As the effects of the WannaCry global ransomware attack continue to be felt, there is evidence emerging that the hackers are not decrypting the files of victims who decided to pay the US $300 ransom.
A commenter on cybersecurity expert Troy Hunt’s blog recounted that one of his customers had paid the ransom and still not received any updates from the hackers after 24 hours.
An analysis of the ransomware has shown that it is highly unlikely that the hackers ever intended to decrypt files for several reasons.
Firstly, there has been no reports of anyone getting their files back, despite nearly 170 payments (about US $50,000 at the time of writing) having been made to the bitcoin wallets associated with the ransomware.
The second reason, is that the software is not like normal ransomware in that it hasn’t used a unique payment address that would identify which user has paid for their files to be decrypted. Consequently, there is no way for the hackers to actually know who has paid and who hasn’t.

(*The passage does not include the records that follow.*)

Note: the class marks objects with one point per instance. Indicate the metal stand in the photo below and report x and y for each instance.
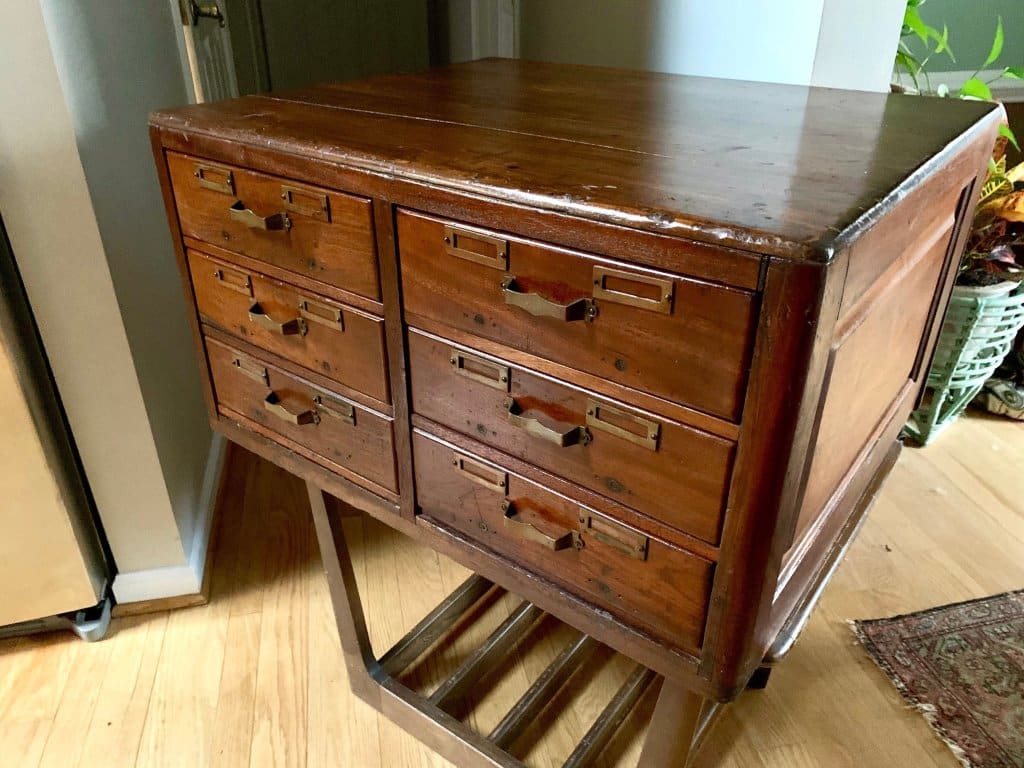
(681, 719)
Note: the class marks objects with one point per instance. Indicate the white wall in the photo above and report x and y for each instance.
(857, 43)
(825, 42)
(83, 211)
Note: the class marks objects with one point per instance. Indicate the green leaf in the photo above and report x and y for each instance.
(996, 44)
(908, 62)
(975, 88)
(912, 19)
(943, 46)
(1007, 131)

Thirdly, ransomware developers provide “customer support”, ways of contacting them to get help in making payments or decrypting files. In the case of WannaCry, there has been absolute silence from the hackers behind it.
Finally, the way the ransomware is encrypting the files on a computer suggest that it would be almost impossible for the ransomware developers to be able to decrypt the files even if they wanted to.
Ironically, the WannaCry hackers are likely to have a negative impact on the entire ransomware industry by taking this action. Not decrypting files even after users have paid serves as a very salient lesson to anyone effected by ransomware that there is little benefit in paying the ransom. If everyone stopped paying, the motivation for ransomware largely disappears.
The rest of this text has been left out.